I tried with both proprietary fglrx and open-source radeon with same problem, tried to recompile mesa, nothing seems to work. I'm rather sure that I missed something trivial, but can't figure out what. I would appreciate some hints  :Smile: 

----------

## BillWho

fafner2000,

Hardware acceleration requires x11-drivers/ati-drivers. Setting VIDEO_CARDS="fglrx" and emerge -av $(qlist -IC x11-drivers)  should do it.

Kernel modifications are also required depending on the driver. Further info can be found at http://www.gentoo.org/doc/en/ati-faq.xml.

----------

## fafner2000

Apparently, installing the proprietary fgrlx allows to select it for OpenGL, somehow I must have missed it. However, it still doesn't work. Without a xorg.conf file, it just doesn't work. X seems to believe the driver is called "ati", so I ran aticonfig to create a supposedly working configuration file. With it, I suppose that X loads the correct driver because I end up with a black-screen-of-death freeze. By "freeze" I really mean "freeze" : the computer is completely locked up with ctrl+alt+Fn not working, frozen keyboard lights, and no network contact. Of course, after reboot /var/log/xorg.log.0 doesn't exist (might be too easy).

I did some searches on black screens, but the nearest I found was this thread where the video card was actually a Nvidia instead of an ATI. Might hint that my video card isn't supported, but being a 7850 I think it is well in the 5000+ officially supported by fgrlx.

Something tells me I won't have 3D acceleration the evening either  :Razz: 

----------

## fafner2000

Small update. I found how to solve the problem, in case it can help someone.

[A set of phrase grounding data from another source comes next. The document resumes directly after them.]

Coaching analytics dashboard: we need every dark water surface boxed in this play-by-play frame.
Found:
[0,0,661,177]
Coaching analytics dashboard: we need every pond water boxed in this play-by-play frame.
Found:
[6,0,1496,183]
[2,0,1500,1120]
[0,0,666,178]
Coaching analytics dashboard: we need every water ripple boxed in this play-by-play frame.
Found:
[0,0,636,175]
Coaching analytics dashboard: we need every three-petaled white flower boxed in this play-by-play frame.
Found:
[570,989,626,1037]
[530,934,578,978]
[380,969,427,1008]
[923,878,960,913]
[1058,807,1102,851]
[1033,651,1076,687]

First I installed the latest driver for ATI (13.1) . This however wasn't enough, because the rendering was bogus at best (glxgears reported 3500 FPS but didn't actually update the window, I had to move a window above it to get something that could remotely look like some kind of animation). Finally the problem was an option in KDE that specified XRender of OpenGL as the compositing type. I have no idea why it suddenly changed (or why it didn't cause troubles before in case it never change). Here is the magical incantation: start "System Settings", then click on "Desktop Effects", then the "Advanced" tab, and make sure that "Compositing type" is set to OpenGL. This made the trick for me, 3D acceleration is now perfect.

I can't believe I lost almost 2 months with that stupid option  :Embarassed: 

----------

## s4e8

3D support for AMD 7xxx aka S.Islands still be in progress.

http://xorg.freedesktop.org/wiki/RadeonFeature

The mesa driver for 7xxx called si or radeonsi.

----------